11 Mar, 2021

HG bonds: Verizon launches $25B of notes in 9 parts amid 5G industry scramble

Verizon Communications Inc. has launched a $25 billion public offering of senior notes across nine tranches, as the company locks in liquidity following its $52.9 billion play for spectrum assets amid an industry frenzy to roll out 5G networks. Global coordinators for the bond offering are J.P. Morgan and Morgan Stanley, along with joint bookrunners Barclays, Citi and Credit Suisse.

The launch amount is tied for the sixth largest corporate bond placement on record, matching the $25 billion priced by Boeing Co. last April to bolster its liquidity in the early weeks of the pandemic crisis. The deals are the biggest since AbbVie Inc. priced $30 billion of notes in November 2019 for its Allergan acquisition.

Verizon continues to hold the top spot in terms of largest corporate offerings, via its $49 billion placement in September 2013 for its acquisition of Verizon Wireless. The other offerings larger than today's placement include a $46 billion bond deal for Anheuser-Busch Inbev SA in January 2016 (for its acquisition of SABMiller), $40 billion for CVS Health Corp. in March 2018 (for its acquisition of Aetna), and a $27 billion print for Comcast Corp. in October 2018 (for its acquisition of Sky).

Proceeds of today's jumbo placement are earmarked for general corporate purposes, which may include the completion of previously announced acquisitions, the acquisition of spectrum licenses and, depending on market and other conditions, the repayment of outstanding indebtedness, according to regulatory filings.

Verizon spent roughly $45 billion in the auction, and about another $8 billion in satellite incentive payments and relocation costs. For the auction portion, Verizon said in its March 10 Investor Day presentation that it expected to fund the initial $8.2 billion in spectrum payments from cash on hand, which amounted to $22.2 billion on Dec. 20, 2020. The remaining $36.4 billion of payments would be financed via its bank facility, the public debt markets, and cash on hand and commercial paper.

Ratings agencies yesterday affirmed Verizon's BBB+/Baa1/A- ratings profile, though S&P Global Ratings and Moody's revised down their outlooks to stable, from positive. The outlook is now stable across all three agencies. S&P Global Ratings said it expects that Verizon's adjusted debt to EBITDA will increase to roughly 3.2x in 2021, from about 2.6x at year-end 2020, "and will remain substantially above our 2.5x threshold for an upgrade over the next couple of years."

The launch was posted firm to guidance ranges, across $1.75 billion of 3-year notes at T+45 (IPT T+80-85); $750 million of 3-year floating-rate notes at 50 bps over the Secured overnight financing rate (Sofr); $2.75 billion of 5-year notes at T+70 (IPT T+100-105); $750 million of 5-year FRNs at 79 bps over Sofr; $3 billion of 7-year notes at T+90 (IPT T+120-125); $4.25 billion of 10-year notes at T+107 (IPT T+135 area); $3.75 billion of 20-year bonds at T+120 (IPT T+150 area); $4.5 billion of 30-year bonds at T+130 (IPT T+160 area); and $3.5 billion of 40-year bonds at T+145 (IPT T+175 area).
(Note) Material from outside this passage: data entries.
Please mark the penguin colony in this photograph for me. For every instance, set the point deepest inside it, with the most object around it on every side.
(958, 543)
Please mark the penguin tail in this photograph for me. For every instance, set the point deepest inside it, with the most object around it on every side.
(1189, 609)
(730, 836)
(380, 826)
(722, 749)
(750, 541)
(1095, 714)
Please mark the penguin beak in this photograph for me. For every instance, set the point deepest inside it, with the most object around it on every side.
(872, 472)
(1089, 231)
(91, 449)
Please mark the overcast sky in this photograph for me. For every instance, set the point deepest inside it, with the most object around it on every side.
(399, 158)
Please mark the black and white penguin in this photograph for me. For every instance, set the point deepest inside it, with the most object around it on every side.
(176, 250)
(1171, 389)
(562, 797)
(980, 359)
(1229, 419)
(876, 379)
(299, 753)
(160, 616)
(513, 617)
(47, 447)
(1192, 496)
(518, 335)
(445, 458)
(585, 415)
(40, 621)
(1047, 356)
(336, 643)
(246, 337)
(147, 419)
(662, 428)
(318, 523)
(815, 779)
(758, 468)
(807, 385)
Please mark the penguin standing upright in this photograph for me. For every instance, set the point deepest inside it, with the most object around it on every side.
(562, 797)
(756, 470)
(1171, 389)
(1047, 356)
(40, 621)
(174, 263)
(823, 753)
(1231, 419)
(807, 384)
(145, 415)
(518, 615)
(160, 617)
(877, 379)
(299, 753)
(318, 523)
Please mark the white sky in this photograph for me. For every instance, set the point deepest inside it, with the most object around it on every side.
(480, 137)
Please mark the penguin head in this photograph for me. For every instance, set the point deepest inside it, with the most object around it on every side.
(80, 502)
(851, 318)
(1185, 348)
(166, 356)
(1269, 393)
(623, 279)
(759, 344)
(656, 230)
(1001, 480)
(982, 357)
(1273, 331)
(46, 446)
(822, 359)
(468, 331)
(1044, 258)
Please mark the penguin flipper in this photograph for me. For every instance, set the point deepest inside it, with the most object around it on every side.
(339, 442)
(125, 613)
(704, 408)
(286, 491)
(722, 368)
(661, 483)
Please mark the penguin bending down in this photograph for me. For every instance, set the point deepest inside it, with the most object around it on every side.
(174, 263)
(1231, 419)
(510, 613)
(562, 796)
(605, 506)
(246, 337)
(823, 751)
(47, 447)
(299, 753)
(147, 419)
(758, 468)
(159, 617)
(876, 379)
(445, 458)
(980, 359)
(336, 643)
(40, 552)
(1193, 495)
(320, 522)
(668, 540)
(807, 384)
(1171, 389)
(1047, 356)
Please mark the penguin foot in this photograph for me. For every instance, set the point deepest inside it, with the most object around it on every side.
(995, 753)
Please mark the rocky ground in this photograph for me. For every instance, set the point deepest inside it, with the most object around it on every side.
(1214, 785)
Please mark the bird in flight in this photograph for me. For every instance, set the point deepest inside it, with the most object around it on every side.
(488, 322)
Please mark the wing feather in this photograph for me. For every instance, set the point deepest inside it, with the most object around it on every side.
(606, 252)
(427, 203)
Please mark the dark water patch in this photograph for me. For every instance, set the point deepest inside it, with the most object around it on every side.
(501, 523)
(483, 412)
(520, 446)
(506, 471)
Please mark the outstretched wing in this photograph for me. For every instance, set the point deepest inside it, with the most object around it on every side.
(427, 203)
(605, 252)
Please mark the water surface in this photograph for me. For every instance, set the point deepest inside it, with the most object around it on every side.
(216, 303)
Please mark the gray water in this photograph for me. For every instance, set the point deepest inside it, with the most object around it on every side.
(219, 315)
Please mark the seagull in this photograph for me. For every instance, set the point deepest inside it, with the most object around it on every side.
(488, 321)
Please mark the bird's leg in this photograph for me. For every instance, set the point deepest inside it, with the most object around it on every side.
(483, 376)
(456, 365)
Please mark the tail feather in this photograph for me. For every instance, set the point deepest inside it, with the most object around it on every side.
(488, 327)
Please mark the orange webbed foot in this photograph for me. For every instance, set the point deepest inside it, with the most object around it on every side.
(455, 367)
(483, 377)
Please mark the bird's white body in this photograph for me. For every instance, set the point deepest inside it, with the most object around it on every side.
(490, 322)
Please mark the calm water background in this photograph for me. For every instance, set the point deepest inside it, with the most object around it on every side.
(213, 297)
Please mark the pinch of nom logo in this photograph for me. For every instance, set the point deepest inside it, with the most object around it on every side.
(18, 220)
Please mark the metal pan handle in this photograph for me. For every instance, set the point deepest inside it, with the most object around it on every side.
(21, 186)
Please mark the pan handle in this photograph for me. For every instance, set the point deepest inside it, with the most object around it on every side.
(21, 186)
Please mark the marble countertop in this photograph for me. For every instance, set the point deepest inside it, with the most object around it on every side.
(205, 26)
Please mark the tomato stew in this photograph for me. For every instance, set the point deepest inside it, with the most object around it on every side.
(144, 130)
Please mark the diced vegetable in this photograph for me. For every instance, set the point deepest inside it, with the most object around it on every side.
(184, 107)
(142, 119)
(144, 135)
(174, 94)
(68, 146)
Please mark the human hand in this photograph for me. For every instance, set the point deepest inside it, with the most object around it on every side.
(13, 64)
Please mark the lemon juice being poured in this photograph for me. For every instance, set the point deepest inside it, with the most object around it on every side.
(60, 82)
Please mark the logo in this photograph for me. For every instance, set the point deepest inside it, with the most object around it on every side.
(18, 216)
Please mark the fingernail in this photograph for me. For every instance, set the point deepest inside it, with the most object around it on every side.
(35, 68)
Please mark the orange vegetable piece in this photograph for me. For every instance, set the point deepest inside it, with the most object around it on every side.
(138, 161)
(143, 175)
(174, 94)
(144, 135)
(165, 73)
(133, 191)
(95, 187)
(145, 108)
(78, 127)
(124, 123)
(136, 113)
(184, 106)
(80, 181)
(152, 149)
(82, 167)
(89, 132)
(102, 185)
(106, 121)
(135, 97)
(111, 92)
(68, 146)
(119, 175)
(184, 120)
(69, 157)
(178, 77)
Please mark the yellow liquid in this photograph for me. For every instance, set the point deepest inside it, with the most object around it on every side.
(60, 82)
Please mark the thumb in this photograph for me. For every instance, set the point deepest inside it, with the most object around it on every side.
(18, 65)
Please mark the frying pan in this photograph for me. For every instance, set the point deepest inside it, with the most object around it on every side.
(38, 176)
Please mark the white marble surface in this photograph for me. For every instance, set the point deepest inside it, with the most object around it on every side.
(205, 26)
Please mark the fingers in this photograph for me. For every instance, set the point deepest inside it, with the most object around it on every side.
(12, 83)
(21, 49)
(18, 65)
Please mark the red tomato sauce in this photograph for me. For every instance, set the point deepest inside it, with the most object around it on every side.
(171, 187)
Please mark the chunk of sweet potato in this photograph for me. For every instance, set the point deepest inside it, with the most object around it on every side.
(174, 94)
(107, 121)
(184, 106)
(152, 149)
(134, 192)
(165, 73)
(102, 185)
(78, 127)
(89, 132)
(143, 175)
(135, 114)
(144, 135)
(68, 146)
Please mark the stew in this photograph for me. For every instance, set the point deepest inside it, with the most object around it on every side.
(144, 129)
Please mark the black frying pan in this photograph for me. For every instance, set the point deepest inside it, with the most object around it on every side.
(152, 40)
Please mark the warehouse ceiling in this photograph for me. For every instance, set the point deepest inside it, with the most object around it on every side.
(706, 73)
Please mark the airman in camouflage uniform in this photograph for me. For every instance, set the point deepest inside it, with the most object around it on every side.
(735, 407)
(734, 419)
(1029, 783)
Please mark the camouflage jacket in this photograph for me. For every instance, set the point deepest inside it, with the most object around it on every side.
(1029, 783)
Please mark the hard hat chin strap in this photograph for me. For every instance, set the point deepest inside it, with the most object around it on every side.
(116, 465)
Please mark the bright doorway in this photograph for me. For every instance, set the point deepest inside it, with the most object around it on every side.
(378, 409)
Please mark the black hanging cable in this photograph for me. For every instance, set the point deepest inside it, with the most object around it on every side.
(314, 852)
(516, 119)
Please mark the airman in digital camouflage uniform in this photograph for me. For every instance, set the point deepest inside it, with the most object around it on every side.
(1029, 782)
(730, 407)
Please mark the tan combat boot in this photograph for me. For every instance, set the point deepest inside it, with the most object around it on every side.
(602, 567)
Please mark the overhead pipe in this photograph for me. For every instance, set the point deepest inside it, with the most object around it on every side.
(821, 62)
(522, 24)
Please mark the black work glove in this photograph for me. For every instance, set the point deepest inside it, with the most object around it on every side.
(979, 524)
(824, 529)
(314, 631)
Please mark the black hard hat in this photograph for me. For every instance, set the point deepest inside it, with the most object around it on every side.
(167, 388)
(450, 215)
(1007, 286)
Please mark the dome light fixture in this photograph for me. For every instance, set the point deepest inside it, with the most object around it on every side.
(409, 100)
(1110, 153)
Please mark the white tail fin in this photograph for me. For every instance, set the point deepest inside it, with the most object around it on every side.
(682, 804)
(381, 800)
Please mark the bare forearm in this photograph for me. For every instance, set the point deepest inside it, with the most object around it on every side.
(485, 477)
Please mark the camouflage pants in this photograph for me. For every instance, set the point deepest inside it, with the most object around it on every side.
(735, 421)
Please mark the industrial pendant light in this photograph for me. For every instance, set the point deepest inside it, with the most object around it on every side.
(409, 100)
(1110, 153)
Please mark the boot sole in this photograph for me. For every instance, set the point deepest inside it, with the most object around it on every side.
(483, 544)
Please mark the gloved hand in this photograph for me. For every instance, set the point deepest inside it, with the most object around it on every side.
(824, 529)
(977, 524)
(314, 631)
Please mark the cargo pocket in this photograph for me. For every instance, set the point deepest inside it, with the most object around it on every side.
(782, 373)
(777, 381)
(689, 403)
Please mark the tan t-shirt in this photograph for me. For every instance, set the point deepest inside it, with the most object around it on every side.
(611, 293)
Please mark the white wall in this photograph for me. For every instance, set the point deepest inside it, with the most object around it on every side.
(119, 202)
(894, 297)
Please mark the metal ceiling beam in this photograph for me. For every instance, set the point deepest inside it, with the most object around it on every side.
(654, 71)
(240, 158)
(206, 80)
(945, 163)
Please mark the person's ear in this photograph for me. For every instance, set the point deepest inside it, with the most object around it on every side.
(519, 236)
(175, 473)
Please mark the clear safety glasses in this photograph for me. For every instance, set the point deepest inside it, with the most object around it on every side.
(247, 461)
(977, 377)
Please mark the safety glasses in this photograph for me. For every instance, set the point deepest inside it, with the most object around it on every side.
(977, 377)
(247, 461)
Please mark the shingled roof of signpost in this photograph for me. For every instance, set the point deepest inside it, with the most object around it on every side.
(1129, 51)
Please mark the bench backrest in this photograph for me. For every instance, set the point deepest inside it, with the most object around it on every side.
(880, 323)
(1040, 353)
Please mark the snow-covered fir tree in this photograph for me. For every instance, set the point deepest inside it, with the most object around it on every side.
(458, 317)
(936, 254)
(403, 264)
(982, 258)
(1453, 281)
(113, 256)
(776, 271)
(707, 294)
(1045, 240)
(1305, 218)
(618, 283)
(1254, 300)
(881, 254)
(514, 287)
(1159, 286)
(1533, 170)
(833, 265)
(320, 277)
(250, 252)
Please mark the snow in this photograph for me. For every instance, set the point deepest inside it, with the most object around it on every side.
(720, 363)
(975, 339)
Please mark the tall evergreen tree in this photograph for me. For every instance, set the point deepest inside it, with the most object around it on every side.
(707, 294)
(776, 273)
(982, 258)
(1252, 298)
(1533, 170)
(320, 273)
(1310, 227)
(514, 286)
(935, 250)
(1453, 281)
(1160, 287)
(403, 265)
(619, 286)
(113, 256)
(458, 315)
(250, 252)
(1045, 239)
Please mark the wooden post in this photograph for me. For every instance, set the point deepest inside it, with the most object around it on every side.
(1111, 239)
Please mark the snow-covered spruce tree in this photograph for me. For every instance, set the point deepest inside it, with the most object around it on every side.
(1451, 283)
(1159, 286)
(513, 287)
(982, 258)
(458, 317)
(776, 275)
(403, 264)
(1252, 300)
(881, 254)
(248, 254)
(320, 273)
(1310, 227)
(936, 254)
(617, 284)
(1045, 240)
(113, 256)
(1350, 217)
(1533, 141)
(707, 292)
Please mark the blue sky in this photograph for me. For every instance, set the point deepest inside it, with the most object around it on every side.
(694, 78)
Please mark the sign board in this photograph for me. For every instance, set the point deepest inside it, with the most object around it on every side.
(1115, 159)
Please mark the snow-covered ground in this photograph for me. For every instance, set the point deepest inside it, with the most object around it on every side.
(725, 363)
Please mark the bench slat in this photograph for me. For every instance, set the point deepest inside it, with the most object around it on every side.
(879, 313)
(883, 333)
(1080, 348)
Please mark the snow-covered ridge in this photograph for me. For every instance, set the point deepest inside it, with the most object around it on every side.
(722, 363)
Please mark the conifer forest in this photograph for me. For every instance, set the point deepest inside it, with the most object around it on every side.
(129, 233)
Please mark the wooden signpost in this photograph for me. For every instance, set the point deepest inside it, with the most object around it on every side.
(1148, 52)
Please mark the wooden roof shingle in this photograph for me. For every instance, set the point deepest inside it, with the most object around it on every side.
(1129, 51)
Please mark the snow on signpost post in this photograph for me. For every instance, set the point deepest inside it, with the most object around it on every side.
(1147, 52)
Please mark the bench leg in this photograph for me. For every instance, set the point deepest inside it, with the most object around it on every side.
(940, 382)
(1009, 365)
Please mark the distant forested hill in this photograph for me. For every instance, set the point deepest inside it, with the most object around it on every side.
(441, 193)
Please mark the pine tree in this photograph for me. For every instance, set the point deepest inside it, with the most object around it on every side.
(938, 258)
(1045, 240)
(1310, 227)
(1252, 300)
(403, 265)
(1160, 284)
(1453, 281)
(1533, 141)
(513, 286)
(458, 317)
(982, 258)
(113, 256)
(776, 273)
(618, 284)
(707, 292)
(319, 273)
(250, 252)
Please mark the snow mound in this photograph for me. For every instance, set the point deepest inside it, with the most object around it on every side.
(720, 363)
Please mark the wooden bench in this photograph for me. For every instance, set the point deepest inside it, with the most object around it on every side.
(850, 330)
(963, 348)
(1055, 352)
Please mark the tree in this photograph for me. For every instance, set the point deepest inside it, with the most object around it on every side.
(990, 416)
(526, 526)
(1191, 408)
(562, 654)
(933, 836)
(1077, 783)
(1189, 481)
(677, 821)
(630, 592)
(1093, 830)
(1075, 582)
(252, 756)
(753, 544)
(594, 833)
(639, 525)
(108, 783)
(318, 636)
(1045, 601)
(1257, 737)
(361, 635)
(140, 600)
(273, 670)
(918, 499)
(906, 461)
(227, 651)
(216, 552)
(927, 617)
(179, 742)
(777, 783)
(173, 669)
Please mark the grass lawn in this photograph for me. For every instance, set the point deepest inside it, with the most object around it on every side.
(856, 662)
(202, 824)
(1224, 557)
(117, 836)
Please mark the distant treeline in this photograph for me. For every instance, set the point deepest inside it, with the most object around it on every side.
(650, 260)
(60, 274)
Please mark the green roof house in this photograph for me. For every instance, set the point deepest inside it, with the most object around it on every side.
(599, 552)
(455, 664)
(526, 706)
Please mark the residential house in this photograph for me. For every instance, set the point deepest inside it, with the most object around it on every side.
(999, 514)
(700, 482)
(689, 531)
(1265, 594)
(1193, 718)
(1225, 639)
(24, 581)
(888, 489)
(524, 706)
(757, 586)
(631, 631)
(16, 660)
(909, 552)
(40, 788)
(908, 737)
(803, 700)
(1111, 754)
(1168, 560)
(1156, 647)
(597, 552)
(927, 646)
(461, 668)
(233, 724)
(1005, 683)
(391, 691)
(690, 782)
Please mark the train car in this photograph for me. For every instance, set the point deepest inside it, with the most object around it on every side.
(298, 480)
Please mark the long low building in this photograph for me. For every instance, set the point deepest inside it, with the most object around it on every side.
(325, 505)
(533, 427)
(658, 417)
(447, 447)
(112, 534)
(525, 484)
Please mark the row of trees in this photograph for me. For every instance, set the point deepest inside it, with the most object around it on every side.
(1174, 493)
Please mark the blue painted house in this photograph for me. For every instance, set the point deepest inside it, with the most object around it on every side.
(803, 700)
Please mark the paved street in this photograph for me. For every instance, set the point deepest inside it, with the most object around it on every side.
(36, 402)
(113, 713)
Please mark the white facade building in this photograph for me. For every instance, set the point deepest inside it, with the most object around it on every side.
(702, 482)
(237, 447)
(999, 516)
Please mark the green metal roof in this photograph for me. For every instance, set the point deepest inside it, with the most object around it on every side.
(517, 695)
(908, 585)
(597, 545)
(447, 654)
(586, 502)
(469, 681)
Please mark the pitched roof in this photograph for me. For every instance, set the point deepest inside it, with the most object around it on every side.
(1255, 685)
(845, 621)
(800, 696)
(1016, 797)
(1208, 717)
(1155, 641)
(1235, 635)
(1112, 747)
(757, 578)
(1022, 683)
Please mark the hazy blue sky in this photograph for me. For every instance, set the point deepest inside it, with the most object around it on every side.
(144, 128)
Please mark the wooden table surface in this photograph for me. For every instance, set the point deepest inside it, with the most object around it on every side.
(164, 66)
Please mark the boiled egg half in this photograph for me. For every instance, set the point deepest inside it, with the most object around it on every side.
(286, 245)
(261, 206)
Pricing for the November 2020 placement included 0.85% 5-year notes at T+40, 1.75% 10-year notes at T+85, 2.65% 20-year bonds at T+115, 2.875% 30-year bonds at T+115, and 3.00% 40-year bonds at T+130. The company is eyeing higher long-term absolute costs today, as the 1.75% 10-year issue traded this morning at T+98, or 2.47%; and the 2.875% 30-year changed hands this morning at T+121, or 3.48%, according to MarketAxess.